Complètement subjugué par l’aspect technique, le père Sikans. Je le laisse digérer le tout. Ça représente un sacré progrès pour la technologie vahussie qui butait dans ce domaine, mais ce n’est pas tellement anormal. En fait ils ont les moyens de le réaliser, il leur manquait seulement l’idée. Et dans le domaine de la vapeur ils sont davantage en avance que la Terre à la même époque, si je me souviens bien de mes cours d’Histoire !
— Et pour faire bonne mesure, monsieur, je vais vous donner tout de suite de quoi faire fortune, je veux dire multiplier votre fortune. Regarder bien ce dessin, j’appelle cela une hélice. Placée à l’arrière d’un navire à vapeur, elle procure une vitesse très supérieure et une puissance incomparable… Et en l’agrandissant… comme ceci, vous pourrez faire voler un véhicule dans l’air.
Ma main griffonne rapidement sur un papier que j’ai pris sur une table.
— Mais tout ceci est votre œuvre, il finit par dire d’une voix un peu rauque. Pourquoi me le donner ainsi ?
— Nous y avons tous réfléchi, mes amis et moi. Ensuite nous ne voulons pas de célébrité, cela nous est indifférent, comprenez-vous ? Etes-vous convaincu maintenant que je ne mentais pas tout à l’heure ? Et que si je vous demande votre confiance, j’y ai droit ?

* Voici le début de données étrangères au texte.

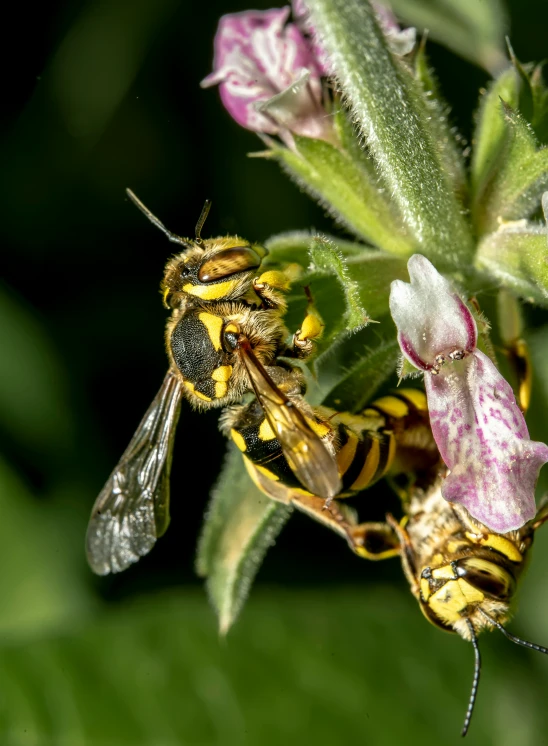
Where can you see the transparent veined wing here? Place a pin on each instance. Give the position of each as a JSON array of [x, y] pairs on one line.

Il secoue la tête, encore assommé par ce qui vient de se passer. C’est vrai que le pauvre diable doit avoir l’impression de rêver, je me mets à sa place. Je le laisse réfléchir, les yeux rivés à mon petit dessin.
Il est encore dans la même position quand Tava et Giuse entrent. Et là, d’un seul coup, je comprends pourquoi ce type est un grand patron d’industrie dans ce pays. Il se redresse, son regard devient plus clair et il s’adresse à sa fille, abordant un sujet complètement différent. Pouvoir passer ainsi d’une chose à l’autre, à cette vitesse, indique un pouvoir de concentration exceptionnel. Surtout après ce qu’il vient d’apprendre.
— Tava, j’ai réfléchi à tes aventures invraisemblables. Tu ne peux pas rester ici…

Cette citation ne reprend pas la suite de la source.